# Speed Distribution

A sample of a gas is made of a large number of particles. For example, 4.002 grams (the atomic mass) of Helium used in a blimp has 6.02 × 10^{23} (Avogadro's Number) individual atoms of helium which is known as a mole. These particles are *not* all moving with the same speed – they have a *distribution* of speeds. Any one particle could be moving very fast or very slow. This distribution of speeds is greatly affected by the temperature of the gas. Hot gases are moving “faster” and
cold gases are moving “slower”. The entire distribution of speeds is shifted by changes in temperature.

While it is not necessary for the lab to know the mathematical equation, it is important to note a few general features of the Maxwell distribution:

- The distribution has a crude “bell-shape” which peaks at v
_{mp}= (2kT/m)^{1/2}, the most probable velocity. - The exact shape of the distribution is not symmetric. There is a high-speed tail to the distribution.
- The average velocity (speed and direction) is zero. The magnitude of the average velocity v
_{avg}is not found at the peak, but a little past it because of the high-speed tail.

The simulation of the distribution below allows you to animate certain velocity ranges of the particles.

Note that the distribution is a function of the particle mass, thus it is different for each type of gas. The Hydrogen curve will be broader and wider than the distribution of a more massive gas like Carbon Dioxide. The mass of a gas particle can be conveniently expressed in terms of atomic mass units u = 1.66 × 10^{-27} kg. A particle has roughly 1 u for each proton or neutron in an atom. Thus, a methane (CH_{4}) molecule would have a mass of 16 u (12 for carbon which has 6 protons and 6 neutrons and 4 for hydrogen which only has a proton). One mole of methane would have a mass of approximately 16 g (16.0429 actually) and contain 6.02 x 10^{23} molecules.

Statistical Mechanics is the branch of physics concerned with relating the microscopic behavior of the particles of the gas to the macroscopic quantities that we measure. It uses a value of velocity slightly larger than v_{avg} to characterize the distribution known as the root mean square v_{rms}. *For the purpose of this lab, these two values will be used interchangeably.* This distribution parameter is directly related to temperature T and mass m of the gas particles. The result from statistical mechanics states that the average kinetic (motion) energy of a particle is proportional to the temperature which allows one to solve for the velocity which is the root of the average square.

Imagine a volume of gas at the top of a planet’s atmosphere. The gas will have a range of velocities described by the Maxwell distribution. If a particle is moving sufficiently fast (i.e. with a speed greater than the escape velocity) and moving away from the planet, it can escape into space.

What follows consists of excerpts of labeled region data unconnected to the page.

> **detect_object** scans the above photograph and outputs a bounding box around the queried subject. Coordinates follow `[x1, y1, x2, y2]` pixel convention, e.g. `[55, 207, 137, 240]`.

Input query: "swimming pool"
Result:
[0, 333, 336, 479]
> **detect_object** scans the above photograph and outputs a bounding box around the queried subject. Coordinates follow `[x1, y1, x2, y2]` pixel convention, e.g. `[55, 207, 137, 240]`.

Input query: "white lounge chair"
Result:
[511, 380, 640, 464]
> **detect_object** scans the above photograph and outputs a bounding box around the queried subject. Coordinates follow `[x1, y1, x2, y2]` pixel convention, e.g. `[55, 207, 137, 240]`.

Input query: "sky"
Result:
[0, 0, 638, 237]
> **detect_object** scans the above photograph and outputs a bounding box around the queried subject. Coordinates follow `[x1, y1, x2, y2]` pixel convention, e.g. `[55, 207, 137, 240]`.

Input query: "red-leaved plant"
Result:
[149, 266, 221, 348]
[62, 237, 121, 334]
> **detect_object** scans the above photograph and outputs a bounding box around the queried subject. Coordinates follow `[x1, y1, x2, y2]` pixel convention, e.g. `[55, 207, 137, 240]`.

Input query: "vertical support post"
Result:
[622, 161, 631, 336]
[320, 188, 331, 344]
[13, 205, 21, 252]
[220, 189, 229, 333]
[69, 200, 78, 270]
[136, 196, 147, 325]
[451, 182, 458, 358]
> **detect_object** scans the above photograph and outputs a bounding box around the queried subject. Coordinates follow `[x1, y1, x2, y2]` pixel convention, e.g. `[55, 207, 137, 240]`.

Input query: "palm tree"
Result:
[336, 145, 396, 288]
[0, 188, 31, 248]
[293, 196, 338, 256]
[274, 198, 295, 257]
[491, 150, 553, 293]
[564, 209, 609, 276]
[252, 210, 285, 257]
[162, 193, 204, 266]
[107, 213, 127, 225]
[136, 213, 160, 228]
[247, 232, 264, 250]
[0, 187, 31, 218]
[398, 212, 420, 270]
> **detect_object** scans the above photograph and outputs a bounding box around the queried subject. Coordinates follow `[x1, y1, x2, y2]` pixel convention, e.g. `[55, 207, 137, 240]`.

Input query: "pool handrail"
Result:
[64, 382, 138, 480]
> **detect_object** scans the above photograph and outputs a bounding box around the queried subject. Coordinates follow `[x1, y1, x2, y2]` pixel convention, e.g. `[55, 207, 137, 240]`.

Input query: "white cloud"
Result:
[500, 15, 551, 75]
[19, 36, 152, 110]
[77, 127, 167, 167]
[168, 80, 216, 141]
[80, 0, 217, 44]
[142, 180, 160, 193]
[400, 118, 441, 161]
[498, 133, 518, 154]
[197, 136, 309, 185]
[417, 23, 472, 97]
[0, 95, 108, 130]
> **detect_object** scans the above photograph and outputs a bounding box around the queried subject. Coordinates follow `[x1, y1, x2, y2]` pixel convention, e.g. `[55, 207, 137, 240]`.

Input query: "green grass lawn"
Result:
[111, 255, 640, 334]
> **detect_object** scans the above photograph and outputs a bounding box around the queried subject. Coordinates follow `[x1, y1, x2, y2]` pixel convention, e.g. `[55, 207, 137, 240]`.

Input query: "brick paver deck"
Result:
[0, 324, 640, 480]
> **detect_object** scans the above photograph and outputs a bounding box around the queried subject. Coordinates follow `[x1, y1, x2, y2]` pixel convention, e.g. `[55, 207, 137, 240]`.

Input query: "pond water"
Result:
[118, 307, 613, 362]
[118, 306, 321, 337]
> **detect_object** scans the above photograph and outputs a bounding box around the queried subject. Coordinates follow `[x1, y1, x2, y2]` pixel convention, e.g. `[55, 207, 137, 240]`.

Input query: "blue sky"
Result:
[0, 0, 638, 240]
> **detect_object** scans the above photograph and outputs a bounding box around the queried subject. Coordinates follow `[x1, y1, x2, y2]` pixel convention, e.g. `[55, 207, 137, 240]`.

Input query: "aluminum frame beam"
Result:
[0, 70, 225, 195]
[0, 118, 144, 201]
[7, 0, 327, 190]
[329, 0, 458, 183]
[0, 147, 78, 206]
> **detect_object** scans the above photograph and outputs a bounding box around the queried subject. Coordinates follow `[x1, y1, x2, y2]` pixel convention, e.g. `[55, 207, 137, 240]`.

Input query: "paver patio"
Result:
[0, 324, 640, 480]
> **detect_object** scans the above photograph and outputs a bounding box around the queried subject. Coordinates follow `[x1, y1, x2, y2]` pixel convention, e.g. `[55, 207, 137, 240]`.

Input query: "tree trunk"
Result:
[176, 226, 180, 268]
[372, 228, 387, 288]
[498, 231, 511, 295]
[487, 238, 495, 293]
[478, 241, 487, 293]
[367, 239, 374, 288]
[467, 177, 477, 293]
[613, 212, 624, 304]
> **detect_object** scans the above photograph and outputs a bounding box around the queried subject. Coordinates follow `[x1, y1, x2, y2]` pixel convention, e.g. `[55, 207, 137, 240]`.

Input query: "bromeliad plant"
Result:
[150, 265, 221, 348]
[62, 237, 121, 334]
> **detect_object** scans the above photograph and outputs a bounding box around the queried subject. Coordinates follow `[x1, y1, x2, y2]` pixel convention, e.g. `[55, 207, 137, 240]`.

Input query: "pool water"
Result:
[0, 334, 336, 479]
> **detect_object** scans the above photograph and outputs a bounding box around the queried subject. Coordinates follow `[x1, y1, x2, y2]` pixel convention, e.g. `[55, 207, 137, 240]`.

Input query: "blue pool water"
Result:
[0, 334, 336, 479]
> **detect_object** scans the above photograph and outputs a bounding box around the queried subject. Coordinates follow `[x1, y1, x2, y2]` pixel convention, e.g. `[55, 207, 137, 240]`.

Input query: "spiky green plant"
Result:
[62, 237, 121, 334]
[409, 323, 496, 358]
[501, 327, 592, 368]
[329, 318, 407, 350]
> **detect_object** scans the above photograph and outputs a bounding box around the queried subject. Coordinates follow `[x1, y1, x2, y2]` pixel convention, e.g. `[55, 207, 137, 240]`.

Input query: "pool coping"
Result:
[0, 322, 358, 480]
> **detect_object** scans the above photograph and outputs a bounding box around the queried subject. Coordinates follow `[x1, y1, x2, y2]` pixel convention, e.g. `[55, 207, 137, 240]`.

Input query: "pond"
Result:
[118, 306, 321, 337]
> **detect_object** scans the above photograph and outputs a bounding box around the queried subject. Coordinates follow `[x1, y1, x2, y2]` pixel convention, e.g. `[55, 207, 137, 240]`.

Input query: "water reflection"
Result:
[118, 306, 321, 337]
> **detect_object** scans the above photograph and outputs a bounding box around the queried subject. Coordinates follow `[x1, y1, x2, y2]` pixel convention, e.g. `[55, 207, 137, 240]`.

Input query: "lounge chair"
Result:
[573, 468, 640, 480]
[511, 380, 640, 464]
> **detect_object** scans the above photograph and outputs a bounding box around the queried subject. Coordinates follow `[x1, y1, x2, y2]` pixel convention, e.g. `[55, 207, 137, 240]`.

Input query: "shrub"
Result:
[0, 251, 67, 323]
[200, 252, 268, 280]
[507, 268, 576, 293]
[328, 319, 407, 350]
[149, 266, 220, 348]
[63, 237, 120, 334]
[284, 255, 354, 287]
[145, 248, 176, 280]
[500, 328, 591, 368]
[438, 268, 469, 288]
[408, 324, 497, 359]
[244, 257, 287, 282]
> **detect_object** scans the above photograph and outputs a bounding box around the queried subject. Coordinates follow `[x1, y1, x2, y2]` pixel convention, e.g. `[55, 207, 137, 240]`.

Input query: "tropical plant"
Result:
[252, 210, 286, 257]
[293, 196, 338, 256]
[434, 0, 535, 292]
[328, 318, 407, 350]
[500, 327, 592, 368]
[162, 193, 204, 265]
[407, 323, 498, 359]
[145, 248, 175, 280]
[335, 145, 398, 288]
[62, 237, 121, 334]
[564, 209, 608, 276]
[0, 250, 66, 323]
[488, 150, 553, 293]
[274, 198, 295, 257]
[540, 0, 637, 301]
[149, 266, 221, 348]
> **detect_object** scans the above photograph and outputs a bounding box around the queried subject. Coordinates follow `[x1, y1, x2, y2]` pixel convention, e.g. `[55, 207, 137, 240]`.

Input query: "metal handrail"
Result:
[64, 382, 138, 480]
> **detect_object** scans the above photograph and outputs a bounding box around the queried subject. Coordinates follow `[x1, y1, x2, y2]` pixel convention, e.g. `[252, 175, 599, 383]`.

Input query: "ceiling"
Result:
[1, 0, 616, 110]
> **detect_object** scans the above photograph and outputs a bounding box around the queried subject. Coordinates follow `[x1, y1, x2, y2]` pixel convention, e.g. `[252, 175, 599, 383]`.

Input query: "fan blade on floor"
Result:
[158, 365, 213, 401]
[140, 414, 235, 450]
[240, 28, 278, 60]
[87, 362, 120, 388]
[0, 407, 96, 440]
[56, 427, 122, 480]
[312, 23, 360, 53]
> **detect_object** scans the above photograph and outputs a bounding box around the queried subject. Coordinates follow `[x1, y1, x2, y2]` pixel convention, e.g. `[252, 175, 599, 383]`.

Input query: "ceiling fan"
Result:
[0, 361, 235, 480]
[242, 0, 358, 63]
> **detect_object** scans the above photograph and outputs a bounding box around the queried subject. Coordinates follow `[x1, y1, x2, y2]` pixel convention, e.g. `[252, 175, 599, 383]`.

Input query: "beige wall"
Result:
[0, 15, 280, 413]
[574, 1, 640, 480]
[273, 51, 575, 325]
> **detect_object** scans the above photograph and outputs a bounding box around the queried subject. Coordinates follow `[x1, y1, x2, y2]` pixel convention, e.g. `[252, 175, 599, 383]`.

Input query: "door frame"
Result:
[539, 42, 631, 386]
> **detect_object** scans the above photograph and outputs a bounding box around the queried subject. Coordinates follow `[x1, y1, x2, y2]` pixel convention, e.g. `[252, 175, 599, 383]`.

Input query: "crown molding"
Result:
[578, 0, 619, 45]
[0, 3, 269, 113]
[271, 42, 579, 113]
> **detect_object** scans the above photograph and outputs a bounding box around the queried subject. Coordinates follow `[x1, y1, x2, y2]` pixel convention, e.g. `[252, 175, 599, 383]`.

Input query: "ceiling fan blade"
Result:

If the escape velocity is low enough, the gas will be depleted fairly quickly. However, typically the escape speed is very far into the high-speed tail of the Maxwell distribution so only a very few particles will be able to escape. But once these particles are lost, the high-speed tail will be replenished and then lost again. Thus, even if the escape speed is well into the high-speed tail, it can slowly “bleed off” the atmosphere. The constitution of planetary atmospheres has been determined by the interplay between escape velocity and the Maxwell distribution over the 4.6 billion year history of our solar system.